There's a reason that you see working elephants all over East Asia, but not in Africa.

African elephants are pretty badass. I have not heard of them being successfully trained, but then, it's never really been a subject I studied.

Also, as we are learning, more and more, when it comes to war, big is not necessarily better. Big targets. These days, a speedboat with a missile, could take out an aircraft carrier.
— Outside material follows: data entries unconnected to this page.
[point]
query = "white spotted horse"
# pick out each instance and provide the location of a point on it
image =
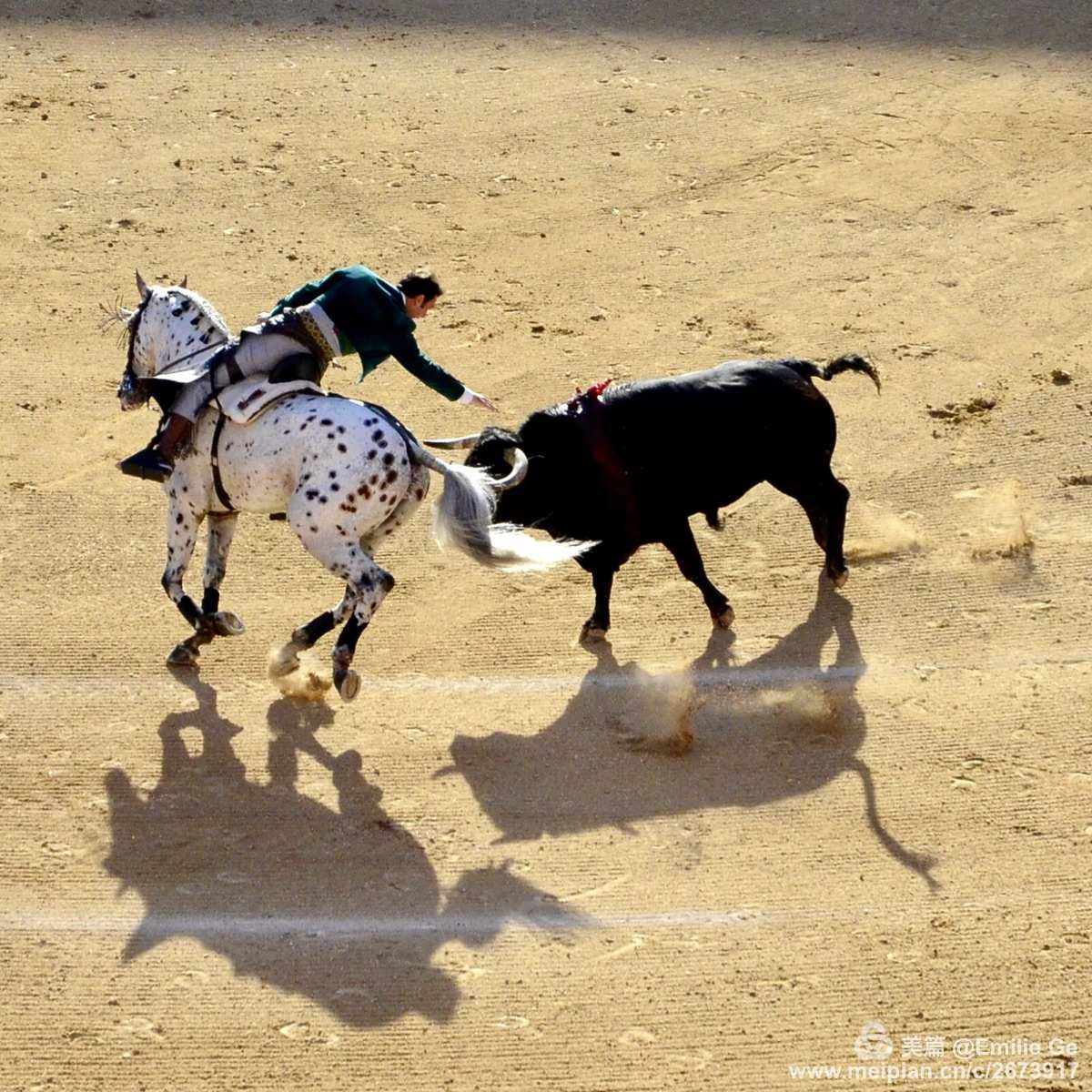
(345, 474)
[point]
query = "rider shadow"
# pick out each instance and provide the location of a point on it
(337, 905)
(778, 726)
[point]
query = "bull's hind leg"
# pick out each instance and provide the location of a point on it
(824, 500)
(688, 558)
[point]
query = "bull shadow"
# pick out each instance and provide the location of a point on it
(337, 904)
(776, 726)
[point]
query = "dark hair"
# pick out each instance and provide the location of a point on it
(420, 282)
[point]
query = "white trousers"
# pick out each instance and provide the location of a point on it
(257, 355)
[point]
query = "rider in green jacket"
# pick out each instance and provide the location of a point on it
(349, 310)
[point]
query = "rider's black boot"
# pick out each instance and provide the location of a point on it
(147, 463)
(157, 462)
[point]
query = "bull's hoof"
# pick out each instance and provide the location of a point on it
(725, 618)
(183, 655)
(227, 623)
(348, 682)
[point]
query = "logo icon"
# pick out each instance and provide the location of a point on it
(874, 1043)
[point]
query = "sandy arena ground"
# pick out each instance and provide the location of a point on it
(465, 879)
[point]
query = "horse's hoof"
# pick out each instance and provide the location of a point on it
(227, 623)
(349, 686)
(592, 632)
(725, 618)
(183, 655)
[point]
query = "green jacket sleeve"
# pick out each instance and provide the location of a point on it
(298, 298)
(404, 349)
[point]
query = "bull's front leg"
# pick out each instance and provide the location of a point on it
(183, 524)
(688, 558)
(602, 562)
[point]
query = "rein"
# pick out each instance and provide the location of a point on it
(179, 359)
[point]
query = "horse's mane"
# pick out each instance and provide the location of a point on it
(130, 317)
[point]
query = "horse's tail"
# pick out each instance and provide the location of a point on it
(462, 519)
(849, 363)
contubernio yesterday at 6:50 AM
It is amazing how much narrative archaeologists construct out of a single poorly preserved bone and radiocarbon dating that happens to conform nicely with a famous historical mystery. One should maintain a healthy skepticism about this sort of claim. There are surely alternative explanations for such "artefacts".
shevy-java last Thursday at 8:08 PM
> A second-century Roman mosaic of a war elephant in Tunisia

It is quite interesting to see that the depicted elephant has wrong proportions. This makes one wonder whether the artist who created that mosaic, ever saw an elephant himself.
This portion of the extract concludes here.